У московского поэта Валентина Берестова есть стихи о предвоенном мальчишке:
…И государственные сны
В ту пору снились мне —
Я дважды видел до войны
Калинина во сне.
Государственные сны в детстве меня не посещали, а вот после сорока в тяжелую для меня пору однажды ночью привиделось: с трибуны Кремлевского Дворца съездов я, беспартийный, говорю все, что думаю и о нашей политической системе, и о ее вождях, а Брежнев и Суслов с каменными лицами все это внимательно выслушивают. Проснулся я в холодном поту.
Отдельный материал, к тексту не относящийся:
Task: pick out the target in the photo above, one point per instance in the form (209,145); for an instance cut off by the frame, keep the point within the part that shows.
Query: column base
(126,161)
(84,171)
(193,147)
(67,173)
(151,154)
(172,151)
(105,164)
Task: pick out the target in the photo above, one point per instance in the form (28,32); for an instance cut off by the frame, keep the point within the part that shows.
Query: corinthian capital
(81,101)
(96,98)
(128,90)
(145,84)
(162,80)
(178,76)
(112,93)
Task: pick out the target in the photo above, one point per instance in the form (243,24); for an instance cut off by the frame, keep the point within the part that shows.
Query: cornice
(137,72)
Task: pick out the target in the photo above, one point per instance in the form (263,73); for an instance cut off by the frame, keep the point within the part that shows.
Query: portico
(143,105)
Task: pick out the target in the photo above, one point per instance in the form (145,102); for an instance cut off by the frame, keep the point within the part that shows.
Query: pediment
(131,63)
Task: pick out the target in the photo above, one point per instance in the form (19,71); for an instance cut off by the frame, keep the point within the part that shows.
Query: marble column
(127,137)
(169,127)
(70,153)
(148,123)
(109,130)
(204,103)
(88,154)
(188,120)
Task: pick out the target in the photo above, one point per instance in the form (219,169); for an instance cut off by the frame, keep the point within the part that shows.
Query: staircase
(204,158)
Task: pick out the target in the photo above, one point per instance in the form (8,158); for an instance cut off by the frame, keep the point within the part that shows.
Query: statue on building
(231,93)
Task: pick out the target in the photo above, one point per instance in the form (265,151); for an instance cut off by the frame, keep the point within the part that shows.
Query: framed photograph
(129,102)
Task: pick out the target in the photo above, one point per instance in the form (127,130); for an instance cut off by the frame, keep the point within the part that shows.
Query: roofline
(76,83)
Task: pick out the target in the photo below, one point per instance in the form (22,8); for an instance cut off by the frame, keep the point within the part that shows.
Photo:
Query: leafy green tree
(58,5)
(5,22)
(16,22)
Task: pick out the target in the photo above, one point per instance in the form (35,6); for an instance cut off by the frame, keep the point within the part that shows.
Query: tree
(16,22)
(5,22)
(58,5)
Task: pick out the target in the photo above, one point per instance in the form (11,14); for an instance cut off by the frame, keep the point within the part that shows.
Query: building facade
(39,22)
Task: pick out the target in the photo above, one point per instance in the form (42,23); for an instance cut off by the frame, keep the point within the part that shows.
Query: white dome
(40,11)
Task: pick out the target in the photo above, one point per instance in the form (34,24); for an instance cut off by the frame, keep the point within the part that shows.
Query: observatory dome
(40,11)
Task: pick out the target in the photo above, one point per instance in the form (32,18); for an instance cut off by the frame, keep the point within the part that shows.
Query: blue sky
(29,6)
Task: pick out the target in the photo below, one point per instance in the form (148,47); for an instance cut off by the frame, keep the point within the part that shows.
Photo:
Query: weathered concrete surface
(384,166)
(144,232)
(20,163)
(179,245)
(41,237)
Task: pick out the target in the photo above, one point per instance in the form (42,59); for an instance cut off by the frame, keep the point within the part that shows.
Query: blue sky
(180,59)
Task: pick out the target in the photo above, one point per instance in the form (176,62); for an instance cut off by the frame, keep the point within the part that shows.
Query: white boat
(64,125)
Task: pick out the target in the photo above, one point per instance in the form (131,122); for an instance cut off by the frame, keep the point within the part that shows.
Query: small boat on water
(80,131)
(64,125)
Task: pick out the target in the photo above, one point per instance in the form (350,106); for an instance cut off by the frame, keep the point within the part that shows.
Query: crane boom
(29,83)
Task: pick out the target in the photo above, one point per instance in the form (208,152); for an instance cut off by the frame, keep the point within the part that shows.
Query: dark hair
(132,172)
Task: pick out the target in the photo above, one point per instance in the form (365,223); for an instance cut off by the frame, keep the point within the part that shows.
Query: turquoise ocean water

Говорят „забыть, как дурной сон“, но говорят и „сон в руку“. Через десять лет, когда не было уже ни Брежнева, ни Суслова, я оказался на той самой трибуне, чтобы сказать те, десятилетие назад застрявшие на языке слова. Да и кабинет мой находится в том здании Верховного Совета напротив Ленинской библиотеки, где с фасада мемориальная доска сообщает, что здесь когда-то была приемная М.И. Калинина.
В цивилизованных странах люди, как правило, мало интересуются политикой. Если парламент существует уже несколько столетий и парламентская машина отлажена, разве станет обыватель сутками просиживать перед телевизором, когда идет прямая трансляция депутатских дебатов? Есть более интересные вещи: бизнес, культура, спорт, наконец.
В странах с тоталитарным режимом иное: там от политического курса зависит жизнь, но, как ни парадоксально, самой политики как таковой не существует. Грызня временщиков у трона и аппаратные игры функционеров — все, что угодно, но не политика.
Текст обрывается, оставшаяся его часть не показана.